In September of last year, a UDRP was filed against the Mez.com domain name. This afternoon, I learned via an update on UDRPSearch.com that the UDRP was denied. I later learned that the panel also ruled that this was a case of Reverse Domain Name Hijacking (RDNH).
The registrant of the domain name was represented by attorney Jason Schaeffer of the ESQWire law firm in New Jersey. In my opinion, ESQWire is one of the top law firms representing domain name owners in UDRP and other domain name defense cases.
Although I asked for and received a copy of the UDRP provided by attorney Schaeffer, the decision has not yet been published on the WIPO website. I uploaded a pdf of the decision here.

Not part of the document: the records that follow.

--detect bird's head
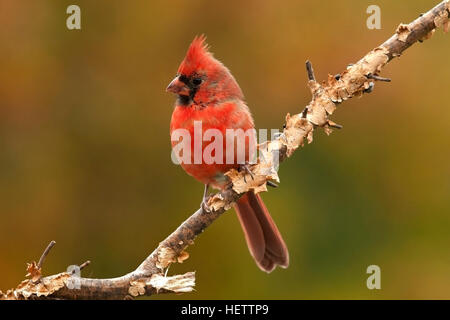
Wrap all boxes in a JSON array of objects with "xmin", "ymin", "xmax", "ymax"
[{"xmin": 166, "ymin": 36, "xmax": 243, "ymax": 106}]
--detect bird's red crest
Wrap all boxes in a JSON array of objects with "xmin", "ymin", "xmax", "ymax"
[{"xmin": 178, "ymin": 35, "xmax": 213, "ymax": 75}]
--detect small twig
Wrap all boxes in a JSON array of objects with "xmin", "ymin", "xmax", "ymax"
[
  {"xmin": 366, "ymin": 73, "xmax": 391, "ymax": 82},
  {"xmin": 306, "ymin": 60, "xmax": 316, "ymax": 81},
  {"xmin": 37, "ymin": 240, "xmax": 56, "ymax": 269}
]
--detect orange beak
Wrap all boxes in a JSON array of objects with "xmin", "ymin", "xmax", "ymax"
[{"xmin": 166, "ymin": 77, "xmax": 191, "ymax": 96}]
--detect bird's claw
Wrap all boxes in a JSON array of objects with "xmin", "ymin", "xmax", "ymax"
[
  {"xmin": 241, "ymin": 162, "xmax": 255, "ymax": 183},
  {"xmin": 200, "ymin": 197, "xmax": 212, "ymax": 213}
]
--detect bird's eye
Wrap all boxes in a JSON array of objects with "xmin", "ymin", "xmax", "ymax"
[{"xmin": 192, "ymin": 78, "xmax": 203, "ymax": 86}]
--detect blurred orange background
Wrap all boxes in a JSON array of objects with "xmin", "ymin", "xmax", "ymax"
[{"xmin": 0, "ymin": 0, "xmax": 450, "ymax": 299}]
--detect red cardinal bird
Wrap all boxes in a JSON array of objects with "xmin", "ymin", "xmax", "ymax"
[{"xmin": 167, "ymin": 36, "xmax": 289, "ymax": 272}]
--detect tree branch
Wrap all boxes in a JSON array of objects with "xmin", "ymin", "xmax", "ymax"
[{"xmin": 0, "ymin": 0, "xmax": 450, "ymax": 299}]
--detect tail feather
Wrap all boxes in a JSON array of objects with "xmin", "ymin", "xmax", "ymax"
[{"xmin": 235, "ymin": 192, "xmax": 289, "ymax": 272}]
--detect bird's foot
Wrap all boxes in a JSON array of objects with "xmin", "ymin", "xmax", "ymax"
[
  {"xmin": 200, "ymin": 184, "xmax": 212, "ymax": 213},
  {"xmin": 240, "ymin": 162, "xmax": 255, "ymax": 183}
]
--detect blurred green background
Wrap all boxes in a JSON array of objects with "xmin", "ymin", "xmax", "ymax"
[{"xmin": 0, "ymin": 0, "xmax": 450, "ymax": 299}]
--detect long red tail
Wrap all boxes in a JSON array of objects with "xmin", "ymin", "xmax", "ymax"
[{"xmin": 235, "ymin": 192, "xmax": 289, "ymax": 272}]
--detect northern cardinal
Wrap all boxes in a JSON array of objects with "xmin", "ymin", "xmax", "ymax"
[{"xmin": 167, "ymin": 36, "xmax": 289, "ymax": 272}]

The UDRP was initiated by a Swiss company called George Mez AG shortly after the complainant submitted an offer of $600 to buy the domain name. The company also apparently mentioned its MEZ trademarks in the purchase discussion. From my perspective, three letter .com domain names have been worth beyond three figures for over a decade, and LLL .com domain names have been selling regularly for 5 figures. Even the lowest value LLL .com domain names sell for 5 figures these days, and I wouldn’t consider MEZ.com to be on the lower end of this type of domain name. I can’t imagine an offer like this would entice a domain owner to sell.
The decision and the facts surrounding the decision are a bit complicated, so you will want to read the entire decision to see the facts of the case and how the three member panel came to its conclusion.
One thing you will note is that the respondent asked for a finding of RDNH, which is not always the case with UDRP responses. In outlining its case, the respondent seems to have done a good job at explaining why it felt the UDRP should be considered a case of attempted hijacking. I am somewhat surprised the panel found there was RDNH given the circumstances, but the panel listed four reasons for why it qualified. Among them, was that the panel felt the UDRP filing was “plan B.” Here’s how the panel described this:
“In the Panel’s view, this is a classic “Plan B” case where a party, having been frustrated in its negotiations to buy a domain name, resorts to the ultimate option of a highly contrived and artificial claim not supported by any facts or the plain wording of the UDRP. This stratagem has been described in many UDRP cases as “a highly improper purpose” and it has contributed to findings of RDNH.”
Congratulations to Jason Schaeffer and ESQWire on the decision and the RDNH finding.